Une publication sur le site du Trésor public du Bénin datant de 2022 informe qu’une campagne de sensibilisation a été organisée en septembre de cette année à l’endroit des cambistes informels dans les localités de Ouèssè, Kilibo, Savè, Kétou, Ilara, Ifangni et Igolo. Avant ces localités, une campagne similaire a été organisée à Cotonou, Sèmè-Kraké et Porto-Novo. 

 

A l’occasion, renseigne la publication, « le contexte particulier du terrorisme qui sévit actuellement dans le pays » a été présenté aux cambistes, de même que « les risques liés à l’exercice informel de l’activité ». Les cambistes ont été invités « à accomplir sans délai les formalités requises pour devenir un agréé et exercer le change manuel dans la légalité ». 

 

Trois ans après ces campagnes, difficile de dire quel a été l’impact. Mais l’activité informelle n’a pas disparu.

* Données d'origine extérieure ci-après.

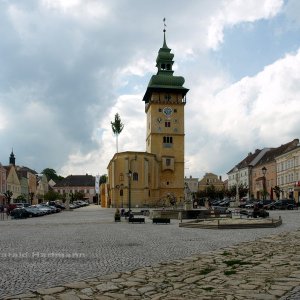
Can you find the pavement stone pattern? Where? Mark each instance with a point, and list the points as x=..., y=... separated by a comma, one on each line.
x=146, y=261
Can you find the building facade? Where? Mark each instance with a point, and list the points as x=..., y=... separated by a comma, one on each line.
x=157, y=175
x=2, y=184
x=84, y=184
x=288, y=173
x=192, y=183
x=211, y=179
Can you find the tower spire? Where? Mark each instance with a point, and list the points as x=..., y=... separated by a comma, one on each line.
x=165, y=25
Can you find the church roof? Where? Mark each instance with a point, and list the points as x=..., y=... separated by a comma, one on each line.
x=164, y=79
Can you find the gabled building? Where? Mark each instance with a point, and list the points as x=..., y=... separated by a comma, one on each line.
x=12, y=181
x=211, y=179
x=288, y=172
x=28, y=180
x=263, y=184
x=2, y=184
x=241, y=174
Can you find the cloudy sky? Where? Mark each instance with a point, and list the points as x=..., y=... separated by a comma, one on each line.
x=68, y=66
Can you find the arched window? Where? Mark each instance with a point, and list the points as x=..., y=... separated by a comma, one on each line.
x=135, y=176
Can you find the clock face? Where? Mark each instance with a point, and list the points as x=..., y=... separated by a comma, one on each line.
x=168, y=111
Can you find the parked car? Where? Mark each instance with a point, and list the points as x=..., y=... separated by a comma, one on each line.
x=247, y=204
x=285, y=204
x=19, y=213
x=33, y=212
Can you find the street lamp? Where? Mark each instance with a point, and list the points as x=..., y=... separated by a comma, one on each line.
x=120, y=190
x=129, y=190
x=264, y=171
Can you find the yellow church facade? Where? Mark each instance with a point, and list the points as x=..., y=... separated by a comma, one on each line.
x=154, y=177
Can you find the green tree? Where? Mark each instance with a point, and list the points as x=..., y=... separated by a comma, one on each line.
x=8, y=195
x=79, y=195
x=117, y=127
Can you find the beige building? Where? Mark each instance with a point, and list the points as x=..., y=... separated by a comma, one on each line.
x=2, y=184
x=157, y=175
x=262, y=185
x=210, y=179
x=192, y=183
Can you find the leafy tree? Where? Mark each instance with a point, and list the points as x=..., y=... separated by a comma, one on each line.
x=78, y=195
x=117, y=127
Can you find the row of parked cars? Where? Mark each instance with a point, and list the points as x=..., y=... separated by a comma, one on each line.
x=25, y=210
x=271, y=204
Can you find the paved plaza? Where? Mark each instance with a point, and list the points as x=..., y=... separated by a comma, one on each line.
x=86, y=243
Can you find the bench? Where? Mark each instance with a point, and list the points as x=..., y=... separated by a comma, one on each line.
x=161, y=220
x=136, y=220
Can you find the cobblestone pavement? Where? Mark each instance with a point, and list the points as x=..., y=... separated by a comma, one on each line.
x=55, y=255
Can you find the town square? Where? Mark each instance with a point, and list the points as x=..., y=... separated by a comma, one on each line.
x=150, y=150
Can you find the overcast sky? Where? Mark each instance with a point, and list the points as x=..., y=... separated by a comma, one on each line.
x=67, y=66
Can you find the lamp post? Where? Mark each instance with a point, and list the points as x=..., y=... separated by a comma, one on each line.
x=120, y=191
x=129, y=190
x=264, y=171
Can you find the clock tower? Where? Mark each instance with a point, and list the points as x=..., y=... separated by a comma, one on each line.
x=165, y=99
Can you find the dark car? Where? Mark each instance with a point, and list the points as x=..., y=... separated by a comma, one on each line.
x=33, y=212
x=19, y=213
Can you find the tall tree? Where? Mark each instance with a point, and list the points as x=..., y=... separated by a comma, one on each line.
x=117, y=127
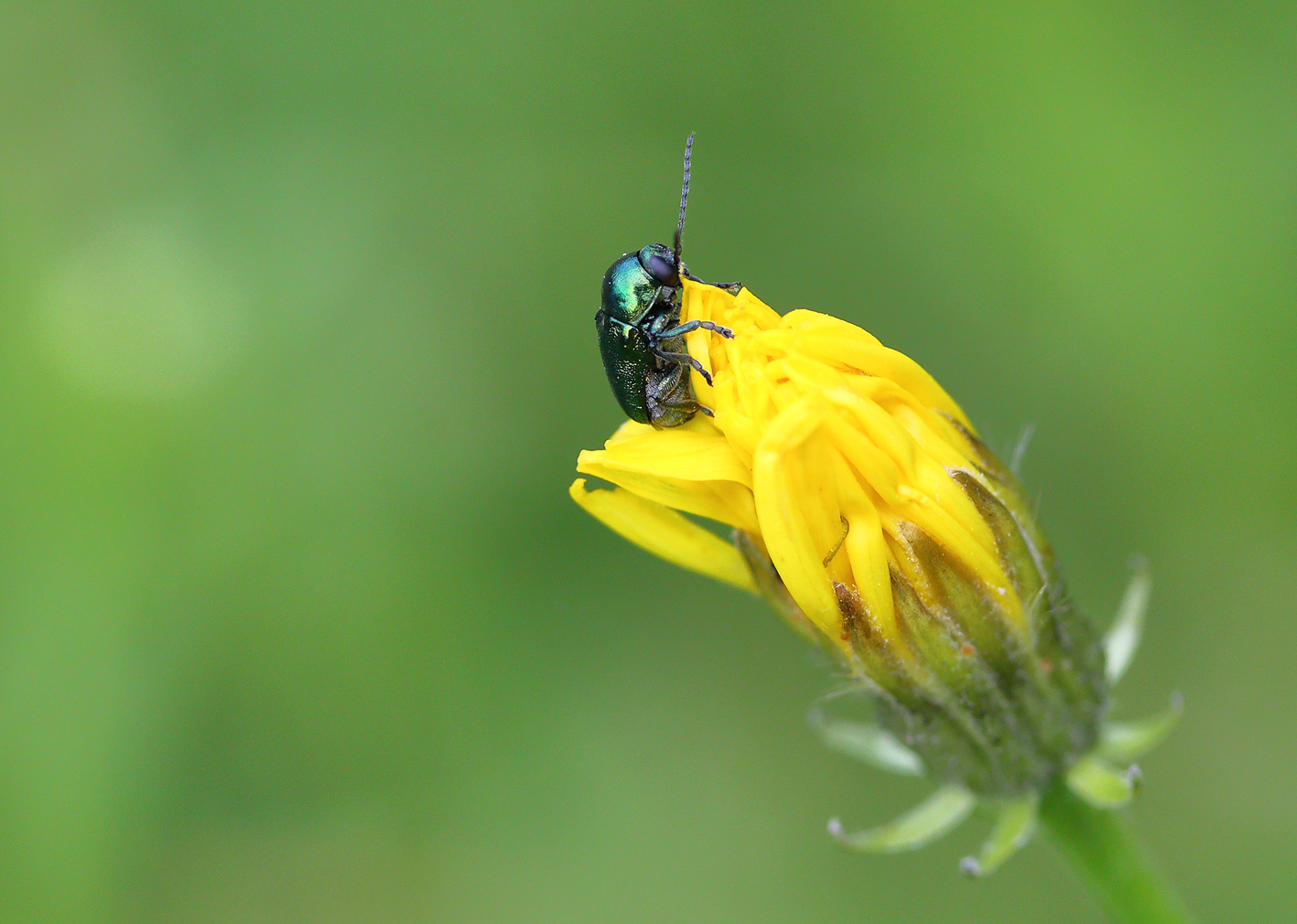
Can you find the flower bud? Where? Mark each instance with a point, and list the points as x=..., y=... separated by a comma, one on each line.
x=870, y=513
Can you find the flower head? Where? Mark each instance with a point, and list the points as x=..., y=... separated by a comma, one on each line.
x=867, y=510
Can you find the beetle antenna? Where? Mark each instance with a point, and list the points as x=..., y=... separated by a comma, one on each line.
x=684, y=199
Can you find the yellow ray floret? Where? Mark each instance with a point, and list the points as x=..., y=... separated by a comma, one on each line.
x=829, y=448
x=665, y=532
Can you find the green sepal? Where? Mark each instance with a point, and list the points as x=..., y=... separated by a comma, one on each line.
x=868, y=743
x=1013, y=828
x=1123, y=637
x=936, y=815
x=1123, y=741
x=1100, y=783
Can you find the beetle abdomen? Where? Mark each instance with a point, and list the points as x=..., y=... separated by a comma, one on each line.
x=627, y=360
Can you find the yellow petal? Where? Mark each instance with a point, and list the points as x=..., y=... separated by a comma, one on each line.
x=784, y=526
x=665, y=532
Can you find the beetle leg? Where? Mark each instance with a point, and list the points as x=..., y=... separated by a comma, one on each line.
x=687, y=327
x=684, y=360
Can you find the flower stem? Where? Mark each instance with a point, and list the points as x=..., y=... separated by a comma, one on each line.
x=1108, y=855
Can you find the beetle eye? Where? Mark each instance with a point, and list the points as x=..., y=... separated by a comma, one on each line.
x=662, y=270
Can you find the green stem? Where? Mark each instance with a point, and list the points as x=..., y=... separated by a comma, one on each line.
x=1103, y=849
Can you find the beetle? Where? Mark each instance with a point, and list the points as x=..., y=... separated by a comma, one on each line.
x=641, y=338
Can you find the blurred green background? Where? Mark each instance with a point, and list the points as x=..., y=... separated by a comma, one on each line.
x=296, y=355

Alors que les actes terroristes se multiplient dans la région, l’analyste financier Placide Ezin juge qu’il est nécessaire que les Etats se penchent sur ces moyens parallèles de transferts d’argent. Car, souligne-t-il, « sans l’argent, les terroristes ne peuvent pas financer leurs activités ».

 

*Ousmane est un nom d’emprunt pour raison de sécurité. Pour les mêmes motifs sécuritaires, les noms de famille des acteurs informels de transfert d’argent et utilisateurs interviewés dans le cadre de cette enquête n’ont pas été révélés.